CINA: VIETATO PARLARE DI RELIGIONE AI PROPRI FIGLI
NELLA FOTO: Bimbi che giocano per le strade in Cina
L’asilo di una città della Cina orientale ha chiesto alle famiglie dei propri alunni di firmare un documento in cui si impegnano a non parlare di religione ai propri figli.
Secondo quanto confermato a ChinaAid da un insegnante locale, il “Modulo di impegno a non trasmettere credenze religiose” è stato consegnato nella scuola dell’infanzia della città di Wenzhou, nella provincia orientale dello Zhejiang, con la richiesta di “non avere credenze religiose, non partecipare ad attività religiose e non propagare o diffondere la religione in nessun luogo”.
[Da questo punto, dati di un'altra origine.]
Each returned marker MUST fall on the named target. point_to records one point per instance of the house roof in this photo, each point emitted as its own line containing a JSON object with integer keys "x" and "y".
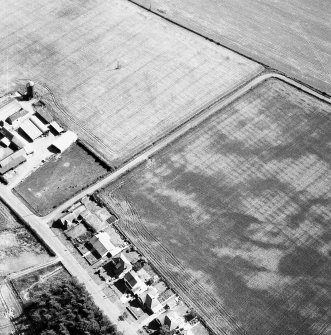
{"x": 101, "y": 243}
{"x": 43, "y": 114}
{"x": 38, "y": 124}
{"x": 56, "y": 127}
{"x": 9, "y": 108}
{"x": 76, "y": 231}
{"x": 30, "y": 129}
{"x": 12, "y": 118}
{"x": 92, "y": 221}
{"x": 65, "y": 140}
{"x": 12, "y": 164}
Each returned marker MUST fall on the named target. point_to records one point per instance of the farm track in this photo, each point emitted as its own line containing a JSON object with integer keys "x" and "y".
{"x": 142, "y": 231}
{"x": 182, "y": 282}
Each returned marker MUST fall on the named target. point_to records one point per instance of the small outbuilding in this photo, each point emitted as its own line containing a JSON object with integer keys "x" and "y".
{"x": 8, "y": 108}
{"x": 65, "y": 140}
{"x": 42, "y": 127}
{"x": 56, "y": 128}
{"x": 30, "y": 130}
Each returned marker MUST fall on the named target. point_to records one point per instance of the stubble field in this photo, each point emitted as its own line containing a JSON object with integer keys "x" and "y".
{"x": 59, "y": 179}
{"x": 125, "y": 76}
{"x": 19, "y": 249}
{"x": 292, "y": 36}
{"x": 236, "y": 214}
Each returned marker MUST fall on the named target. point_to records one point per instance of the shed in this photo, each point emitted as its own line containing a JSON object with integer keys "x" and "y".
{"x": 134, "y": 283}
{"x": 76, "y": 231}
{"x": 12, "y": 164}
{"x": 56, "y": 127}
{"x": 65, "y": 141}
{"x": 43, "y": 114}
{"x": 38, "y": 124}
{"x": 30, "y": 130}
{"x": 102, "y": 245}
{"x": 16, "y": 116}
{"x": 5, "y": 142}
{"x": 9, "y": 108}
{"x": 17, "y": 141}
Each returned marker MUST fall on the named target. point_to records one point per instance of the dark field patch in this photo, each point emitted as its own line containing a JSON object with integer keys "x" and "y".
{"x": 236, "y": 214}
{"x": 59, "y": 179}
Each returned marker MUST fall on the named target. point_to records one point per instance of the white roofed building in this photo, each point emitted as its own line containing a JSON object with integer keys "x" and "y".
{"x": 64, "y": 141}
{"x": 30, "y": 130}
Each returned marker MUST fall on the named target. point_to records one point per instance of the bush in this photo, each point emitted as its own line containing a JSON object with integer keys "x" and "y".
{"x": 66, "y": 308}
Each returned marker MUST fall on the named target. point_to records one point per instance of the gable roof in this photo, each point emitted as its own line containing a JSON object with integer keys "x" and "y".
{"x": 8, "y": 108}
{"x": 30, "y": 129}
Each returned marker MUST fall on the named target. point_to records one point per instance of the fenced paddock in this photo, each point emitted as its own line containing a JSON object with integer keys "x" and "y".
{"x": 236, "y": 214}
{"x": 124, "y": 76}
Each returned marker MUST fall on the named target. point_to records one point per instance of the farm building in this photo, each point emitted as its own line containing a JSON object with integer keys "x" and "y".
{"x": 92, "y": 221}
{"x": 42, "y": 127}
{"x": 172, "y": 320}
{"x": 11, "y": 164}
{"x": 117, "y": 267}
{"x": 134, "y": 283}
{"x": 76, "y": 231}
{"x": 16, "y": 116}
{"x": 9, "y": 109}
{"x": 100, "y": 243}
{"x": 5, "y": 142}
{"x": 54, "y": 126}
{"x": 17, "y": 141}
{"x": 30, "y": 130}
{"x": 67, "y": 220}
{"x": 64, "y": 141}
{"x": 43, "y": 114}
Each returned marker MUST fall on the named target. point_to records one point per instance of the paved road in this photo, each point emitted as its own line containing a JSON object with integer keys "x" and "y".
{"x": 40, "y": 226}
{"x": 67, "y": 259}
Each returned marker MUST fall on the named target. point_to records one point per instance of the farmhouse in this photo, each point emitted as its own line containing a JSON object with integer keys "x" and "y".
{"x": 9, "y": 108}
{"x": 39, "y": 124}
{"x": 134, "y": 283}
{"x": 100, "y": 243}
{"x": 30, "y": 130}
{"x": 43, "y": 114}
{"x": 56, "y": 128}
{"x": 16, "y": 116}
{"x": 11, "y": 164}
{"x": 64, "y": 141}
{"x": 117, "y": 267}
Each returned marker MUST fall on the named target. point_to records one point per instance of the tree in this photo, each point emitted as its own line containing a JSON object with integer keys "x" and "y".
{"x": 164, "y": 330}
{"x": 66, "y": 308}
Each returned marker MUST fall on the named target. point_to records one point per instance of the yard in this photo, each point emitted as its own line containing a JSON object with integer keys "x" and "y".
{"x": 236, "y": 214}
{"x": 291, "y": 36}
{"x": 124, "y": 76}
{"x": 59, "y": 179}
{"x": 19, "y": 249}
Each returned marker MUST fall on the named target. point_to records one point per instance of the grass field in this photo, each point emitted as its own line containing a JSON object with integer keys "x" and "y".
{"x": 292, "y": 36}
{"x": 19, "y": 249}
{"x": 125, "y": 76}
{"x": 59, "y": 179}
{"x": 236, "y": 214}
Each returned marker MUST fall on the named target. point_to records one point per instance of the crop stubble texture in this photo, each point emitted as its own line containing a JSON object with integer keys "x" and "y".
{"x": 236, "y": 214}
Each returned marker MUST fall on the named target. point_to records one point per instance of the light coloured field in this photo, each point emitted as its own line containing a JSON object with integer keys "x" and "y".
{"x": 125, "y": 76}
{"x": 292, "y": 36}
{"x": 236, "y": 214}
{"x": 19, "y": 249}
L’impegno è inoltre quello di rispettare la disciplina del Partito, di non infrangere le leggi del Paese e di non aderire a culti e credenze come il Falun Gong – una disciplina spirituale cinese che si fonda su meditazione, esercizi di qigong e principi di verità, compassione e tolleranza. Anche le chiese domestiche sono considerate gruppi religiosi illegali e per questo vietate.
Wenzhou, nota anche come “la Gerusalemme della Cina” per la sua numerosa comunità cristiana, è stata tra i luoghi in cui il governo della Repubblica Popolare Cinese ha attuato le prime restrizioni sulla libertà di culto.
Dal 2017, infatti, per creare una società a immagine e somiglianza del Partito comunista, il leader Xi Jinping ha bandito i bambini dalle chiese e dai campi cristiani.
Si tratta di una misura che viola l’articolo 14 della Convenzione ONU sui diritti dell’infanzia di cui la Cina, Paese alla posizione n.16 della World Watch List di Porte Aperte, è firmataria.